Test automation tools to supplement test design tools
Once the test design is ready, the creation of test cases should ideally be straightforward. To truly simplify this process, it’s important to choose an automation tool that is user-friendly. Ultimately, the goal is to make your testing process as efficient as possible. Therefore, using a powerful automation tool like testRigor can help your testers accomplish their tasks quickly. testRigor is an AI-powered, cloud-based tool that can assist your team in several ways:
- It simplifies the writing of test cases by allowing you to use plain English statements. For instance, if you wish to verify something on a page, you can phrase it as ‘Check that the page contains “Hello Mike!”’
- Locating UI elements is easy. All you need to do is describe its relative location. For example, if the login button is present below certain text and in the center of the page, you can state it as ‘Click “Login” below “See you on the other side” to the left of “Don’t miss this opportunity”’
- With testRigor, you can generate test data quickly. Take a look at this video to understand how it works.
- You have the ability to organize your test cases in test suites and execute them across different devices. testRigor also supports web, mobile, and desktop testing.
- Visual testing is also straightforward, along with testing scenarios involving emails, login, phone calls, SMS messages, and 2-factor authentication.

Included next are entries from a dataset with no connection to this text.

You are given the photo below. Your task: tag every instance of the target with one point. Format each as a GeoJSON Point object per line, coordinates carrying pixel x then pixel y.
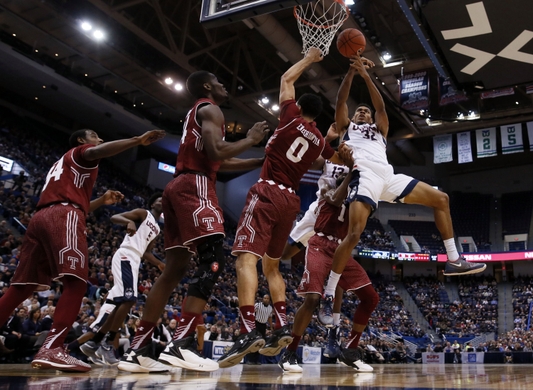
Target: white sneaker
{"type": "Point", "coordinates": [184, 354]}
{"type": "Point", "coordinates": [141, 361]}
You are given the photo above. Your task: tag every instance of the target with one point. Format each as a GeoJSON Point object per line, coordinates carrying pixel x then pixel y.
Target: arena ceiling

- testRigor allows the creation of reusable rules in plain English, which can be applied across the entire test suite. For instance, if there’s a form-filling step common to multiple test cases, you can write a reusable rule for it.
This is just the tip of the iceberg. testRigor has a lot more to offer.
Effective test design is crucial for achieving comprehensive testing and improving the chances of identifying defects before the application is deployed. It focuses on what conditions should be tested, what approach will be adopted for identifying the scenarios to test, whether any test data needs to be considered, and what kind of details will be added to the test case. Using the right test design technique for your project will help your testers with optimized manual as well as automated testing.